Yoshinobu Sakamoto, 55, the former general manager of the Nagano Prefecture construction employees' pension fund, was arrested in Bangkok on Friday for being in the country illegally.

Thai immigration officials said Sakamoto, who is wanted by Japanese police, would be sent back to Japan pending completion of extradition procedures.

Sakamoto, whose passport expired in September 2011, paid a 1,800 baht (¥5,700) fine on Saturday after a court appearance.

Speaking to reporters, Sakamoto said he had already spent all the embezzled funds but declined to elaborate on how he used the money.

"(I'll talk) after returning to Japan," he said.

The Nagano construction employees' pension fund is one of the 17 Japanese funds defrauded by AIJ Investment Advisors Co., which has been renamed MARU.

The Nagano pension fund had entrusted ¥6.5 billion to AIJ, which lost more than half of the ¥14.5 billion in pension money that was under its management.

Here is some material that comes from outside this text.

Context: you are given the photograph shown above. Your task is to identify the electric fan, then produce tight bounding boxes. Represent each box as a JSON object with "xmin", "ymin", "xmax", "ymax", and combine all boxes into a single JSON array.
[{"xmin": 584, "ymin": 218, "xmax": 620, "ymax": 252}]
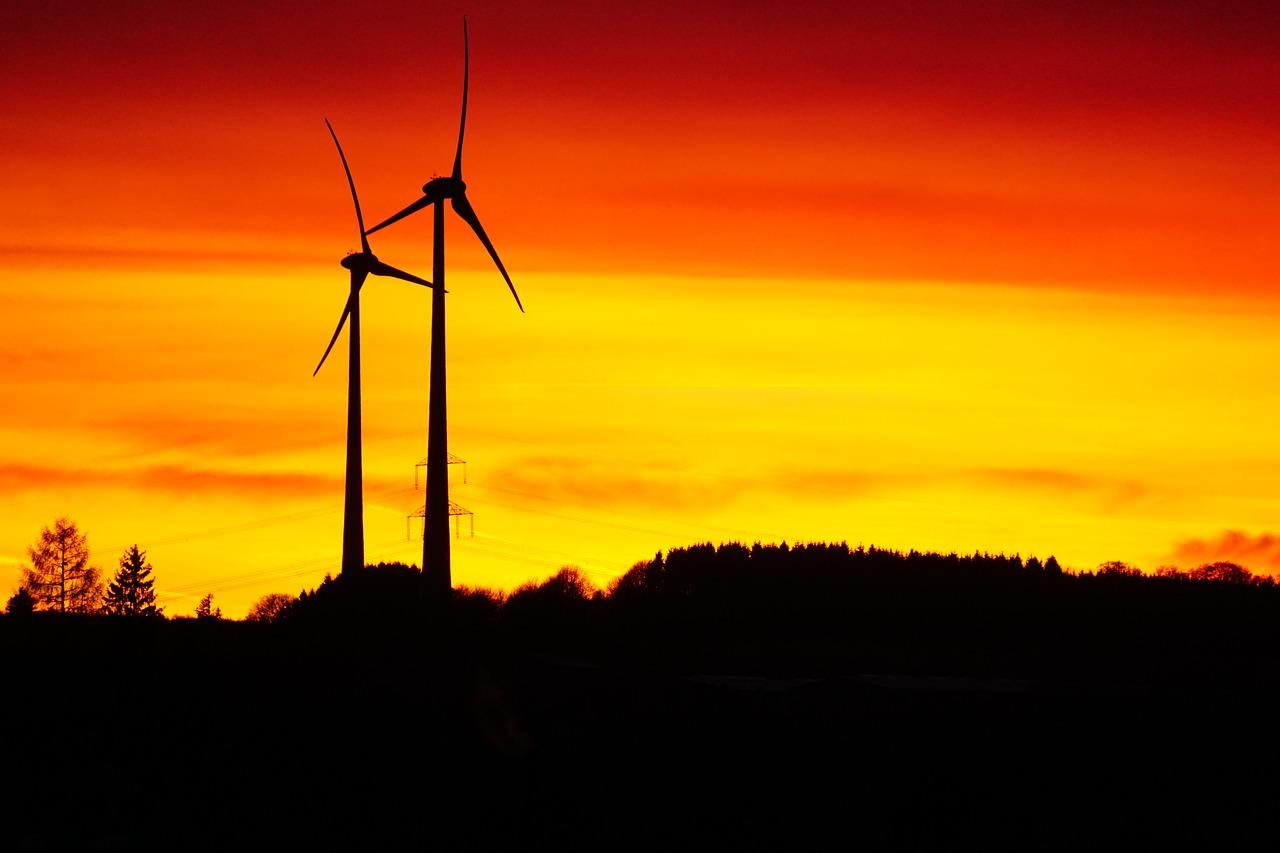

The Nagano fund also said ¥2.3 billion of its money had been misappropriated between 2005 and 2010.

Sakamoto fled to Thailand in September 2010 after the Nagano fund filed complaints over the misappropriation with police.

The owners of an apartment in western Bangkok where Sakamoto hid until shortly before his arrest said he seldom left his house and lived modestly.